The department should focus extensively on working towards solving issues such as lack of funding and theft of tablets in schools. For this financial year, the government put aside over R30 billion to build new schools and maintain schooling infrastructure to improve the education system. Additionally, it had planned to allocate R23 billion towards the national school nutrition programme grant, in which 9 million learners in over 20 000 schools would receive meals daily.
As many disadvantaged learners remain home, it is a great opportunity to reallocate the funds. Some of the funds should still go towards the nutrition of the learners, through giving them food parcels however a small portion can be invested in strategies towards online learning access.
Many learners in disadvantaged communities understand the importance of education and as such would opt for a chance to be able to continue with their studies uninterrupted. By modifying the education sector, we can open the window of opportunities to those students who would otherwise be affected the most by this shift.
Third Strategy: Creating an integrated Public-Private Partnership approach aided by the telecom sector
There is saying, it takes a village to raise a child. South African children cannot be starved and deprived of getting access to online learning when we have a healthy Telecoms Sector.
Our government should seek the buy in of parents and private companies to invest heavily in the online learning space.
It will take enormous collaboration and energy from all sectors of society to engage government and the private sector to change the future of our learners with mentorship programmes- sponsorships- job shadowing and guidance on skill shortage starting with Grade R to Matric.
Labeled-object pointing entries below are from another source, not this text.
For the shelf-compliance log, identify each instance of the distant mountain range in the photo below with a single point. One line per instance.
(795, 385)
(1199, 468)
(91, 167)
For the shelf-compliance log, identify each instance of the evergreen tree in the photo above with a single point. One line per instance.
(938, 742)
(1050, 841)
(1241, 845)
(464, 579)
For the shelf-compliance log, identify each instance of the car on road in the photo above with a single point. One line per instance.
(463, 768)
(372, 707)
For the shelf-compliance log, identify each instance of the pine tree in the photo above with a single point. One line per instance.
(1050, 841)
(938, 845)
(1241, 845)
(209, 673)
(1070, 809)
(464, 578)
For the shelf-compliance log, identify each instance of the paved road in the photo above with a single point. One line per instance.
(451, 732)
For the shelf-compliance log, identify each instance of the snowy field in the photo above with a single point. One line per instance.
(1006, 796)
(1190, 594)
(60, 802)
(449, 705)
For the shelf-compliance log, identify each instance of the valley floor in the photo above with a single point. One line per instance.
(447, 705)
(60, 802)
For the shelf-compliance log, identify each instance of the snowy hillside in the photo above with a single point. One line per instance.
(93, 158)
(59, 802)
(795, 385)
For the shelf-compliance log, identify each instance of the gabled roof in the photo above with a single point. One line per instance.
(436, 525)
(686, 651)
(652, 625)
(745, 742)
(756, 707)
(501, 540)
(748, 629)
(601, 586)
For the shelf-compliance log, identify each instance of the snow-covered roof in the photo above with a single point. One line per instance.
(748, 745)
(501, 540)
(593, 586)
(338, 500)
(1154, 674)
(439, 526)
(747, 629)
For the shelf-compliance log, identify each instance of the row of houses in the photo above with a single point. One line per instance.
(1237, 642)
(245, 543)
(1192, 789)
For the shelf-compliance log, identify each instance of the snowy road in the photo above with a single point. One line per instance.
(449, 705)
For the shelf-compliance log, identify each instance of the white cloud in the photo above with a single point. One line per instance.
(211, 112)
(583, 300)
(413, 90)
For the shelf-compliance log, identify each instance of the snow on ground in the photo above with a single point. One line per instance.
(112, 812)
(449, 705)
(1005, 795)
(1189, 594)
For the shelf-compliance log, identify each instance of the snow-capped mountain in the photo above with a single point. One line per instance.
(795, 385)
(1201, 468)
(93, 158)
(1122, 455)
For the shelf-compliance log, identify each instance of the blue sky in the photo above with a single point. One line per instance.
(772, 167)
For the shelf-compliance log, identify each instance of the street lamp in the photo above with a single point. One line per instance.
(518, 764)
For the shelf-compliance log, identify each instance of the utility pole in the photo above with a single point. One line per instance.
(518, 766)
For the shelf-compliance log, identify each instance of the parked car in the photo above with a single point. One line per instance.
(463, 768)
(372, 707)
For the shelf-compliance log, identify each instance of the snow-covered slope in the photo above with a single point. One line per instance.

It is great to see that there are companies involved in creating e-learning applications to help the students and these companies are also advocating the free use of their products to aid students in times of distress.
Ed-tech solutions providers, school management services, education boards, ICT companies and education entrepreneurs can pull together and work to solve the issue of access. Identifying gaps and filling them is how every company with resources should conduct itself. At Lebone one of the main priorities for each year is to find schools that are in need and look at ways to solve their problems. In the past year, Lebone invested more R100 000 towards assisting schools in disadvantaged areas to continue to assist learners by providing stationery and other requirements.
The major Telecom service providers should also be involved through giving free access to internet connectivity service for online education, especially in remote and disadvantaged areas. They can also upgrade the bandwidth of major online education service platforms. Teachers also require guidance on e-learning teaching methodologies and there should be an effort to strengthen online security.
To reinforce the foundational imperative of online learning and create an effective outcome, excellent retired teachers must be part of the strategy. By uniting towards the same goal, funds can be available to ensure that our learners enjoy learning effectively and can focus solely on gaining the skill sets needed to grow and compete in the South African job market.